Management Skills

In a world where clients demand efficiency as well as quality, lawyers have to learn how to manage others as effectively as they manage their own work. Our programs teach the management skills that don’t come instinctively to most lawyers.

The programs can be conducted for partners, senior associates or mid-level associates with the content modified for the audience. The topics can be combined into half-day or longer, retreat-style programs. Click here for a sample agenda of a half-day program.

Firm Leader curriculum:

Managing from the Middle

Delegating and supervising to produce the best work

Based on scores of interviews with lawyers who are outstanding supervisors of work and people, this workshop provides detailed, practical advice for delegating and supervising so that others do their best work for you.

Leading Teams and Managing Projects

Planning, organizing, and keeping fast-moving teams on track and motivated

The skills required to lead a team effectively go far beyond those required to delegate to an individual. This workshop focuses on higher-level organizational and motivational skills: the managerial skills required to plan, budget, and execute complex matters, and the leadership skills required to motivate professionals and build loyal teams for the long haul.

Managing Across Differing Styles

Recognizing and adapting to the range of managerial and communication styles

To work effectively with colleagues and clients, lawyers have to become adept at working with people who have different styles of communicating, organizing work, and making decisions – and they have to understand how others react to their own instinctive styles. Drawing on a Myers-Briggs Step II assessment that participants complete before the program, this workshop enables them to recognize “style” differences more quickly and manage them more effectively.

 Effective Feedback and Coaching

Investing your time effectively to improve others’ performance and motivation

Lawyers often shy away from giving feedback because they fear any form of criticism will damage the recipient’s confidence or willingness to work with them. That’s an unfounded fear. Properly delivered, even critical feedback can not only improve performance but also build motivation and strengthen working relationships. This workshop addresses two topics: weaving more coaching into a working relationship, and delivering critical feedback constructively.

Avoiding Unconscious Bias in Feedback and Evaluations

If we are all susceptible to unconscious bias, how can we interrupt its effects?

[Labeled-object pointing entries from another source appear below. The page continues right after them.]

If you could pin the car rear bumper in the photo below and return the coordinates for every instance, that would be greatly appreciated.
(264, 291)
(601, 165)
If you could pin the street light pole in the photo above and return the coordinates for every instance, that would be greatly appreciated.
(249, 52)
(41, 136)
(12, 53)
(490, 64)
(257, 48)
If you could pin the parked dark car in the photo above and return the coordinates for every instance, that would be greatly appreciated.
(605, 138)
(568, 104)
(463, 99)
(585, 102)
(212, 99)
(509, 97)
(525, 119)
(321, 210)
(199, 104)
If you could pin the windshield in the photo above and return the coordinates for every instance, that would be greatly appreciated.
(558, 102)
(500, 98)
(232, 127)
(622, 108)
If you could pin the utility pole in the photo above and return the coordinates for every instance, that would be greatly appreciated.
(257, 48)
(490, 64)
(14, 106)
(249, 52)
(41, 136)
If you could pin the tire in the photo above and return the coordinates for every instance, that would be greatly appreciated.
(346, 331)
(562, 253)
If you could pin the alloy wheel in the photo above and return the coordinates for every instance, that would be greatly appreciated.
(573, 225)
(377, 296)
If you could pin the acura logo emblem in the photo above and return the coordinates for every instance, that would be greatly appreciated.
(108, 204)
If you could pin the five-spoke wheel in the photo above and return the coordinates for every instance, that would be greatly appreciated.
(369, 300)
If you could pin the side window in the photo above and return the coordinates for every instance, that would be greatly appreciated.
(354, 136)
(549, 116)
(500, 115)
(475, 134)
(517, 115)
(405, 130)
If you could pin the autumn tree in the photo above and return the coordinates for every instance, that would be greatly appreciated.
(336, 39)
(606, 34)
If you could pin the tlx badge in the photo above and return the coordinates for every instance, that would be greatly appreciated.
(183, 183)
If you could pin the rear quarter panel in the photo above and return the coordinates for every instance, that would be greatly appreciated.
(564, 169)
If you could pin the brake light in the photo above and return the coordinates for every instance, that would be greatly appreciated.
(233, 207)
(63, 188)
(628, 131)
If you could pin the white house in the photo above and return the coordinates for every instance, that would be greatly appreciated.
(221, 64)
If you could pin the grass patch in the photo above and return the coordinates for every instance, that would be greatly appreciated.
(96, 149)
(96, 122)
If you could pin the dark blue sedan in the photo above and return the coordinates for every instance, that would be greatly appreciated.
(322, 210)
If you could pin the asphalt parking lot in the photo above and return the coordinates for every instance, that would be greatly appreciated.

As research in law firms and elsewhere proves, even people who are dedicated to avoiding bias are susceptible to the unconscious bias that results from the automatic cognitive processes hard-wired into our brains. This workshop describes how unconscious bias can intrude as we work with and assess others and, most important, how we can spot and cure those effects.

Writing and Delivering Performance Evaluations

Shaping performance evaluations so they actually improve performance

This workshop can be designed either for lawyers who contribute written comments to a firm’s evaluation process or for partners who deliver evaluations to associates. In either case, its goal is to help them shape the evaluation so that it has the greatest effect on the recipient’s performance and motivation.